3 Train like you've never trained before. Knowledgeable and well-managed crews perform significantly better than poorly trained and/or poorly supervised crews. As obvious as that is many companies still fail to provide employees even the most cursory understanding of what they're to do and neglect to set guidelines on how to do it efficiently and safely.

4 Reduce your workload by dropping unprofitable or troublesome customers. Almost all companies have at least a few marginal customers. They include perpetually late payers, whiners or they could be just outside of your company's service area, making them expensive to serve. You might have been better off passing them off to another service provider long ago anyway.

5 Do only the work that must absolutely be done, but do it well. Regardless of your circumstances, your word and reputation are still your most valuable assets. Will some of your clients let you postpone your most labor-intensive projects until you can get out of the hectic spring season? Are you confident enough about getting these projects done even then to offer a modest incentive to reward their patience?

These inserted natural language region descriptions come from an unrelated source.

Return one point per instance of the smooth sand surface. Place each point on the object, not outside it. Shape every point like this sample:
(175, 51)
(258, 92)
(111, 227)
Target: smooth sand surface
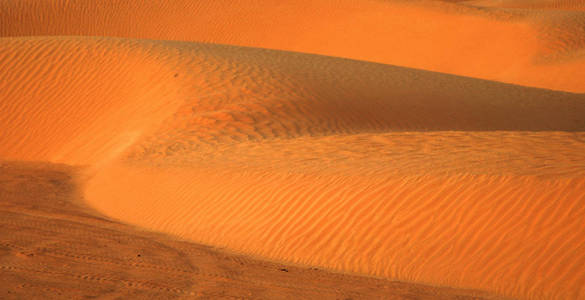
(53, 247)
(319, 161)
(539, 47)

6 Crunch time means longer hours, longer days. Remember when you started your business and worked six 10-hour days on a regular basis? (Perhaps you still do.) Can you count on your remaining employees or those you hope to add to work six 10-hour days to make up for your labor shortfall?

7 It might be time to consider raising prices to cover the rising cost of fuel and almost every other product or material you use. Yes, raising prices is a tough call. But overtime costs may force your hand because you will have fewer employees doing more production. Keep in mind, few of the small owner/operators in your market use H-2B workers, so they'll see your scaling back as an opportunity to pick up some of your business. The same goes for larger established companies that have their full compliment of labor. Combat this by doing great work and stressing value, value, value.

8 Mechanize for more efficiency. This doesn't mean going out and buying equipment that you may use occasionally. It may not mean buying, at all, but rather leasing or renting. Resist impulse purchases. Unfortunately, there's no piece of commercial equipment yet that can mow a property, load itself onto a truck and go on to mow the next property. The same goes for stick trimming and cleanup. But tasks like mulching and most construction tasks can be done more efficiently with the right equipment.

9 Unload your junk. How about unused or rarely used equipment in your maintenance yard? Is it just taking up space? The same goes for unproductive or unreliable employees? Are they just taking up space and, worse yet, costing you money? It's tough shedding people when you're already short-staffed? But it's worse to carry dead weight or a troublemaker.

10 Get the "help wanted" word out. The slowdown in the construction trades means there is a growing supply of work-tested employees without regular paychecks. How can you make your job descriptions attractive to them? Chances are you'll have to pay them more than you used to paying.

The ripple effect

Unfortunately, the labor shortage that many companies expect will create a big ripple in the entire industry — from customers to product manufacturers.


Items to include in your emergency plan
"I talked to a mowing dealer who said that 90 days ago he had $750,000 in advance orders for equipment," Haskett says. "He said more than half of that has been cancelled in the last two weeks. I had two trucks on advance order. I have cancelled those. I had some equipment, a trailer and all the associated equipment to go with that to set up a new crew. I've cancelled that.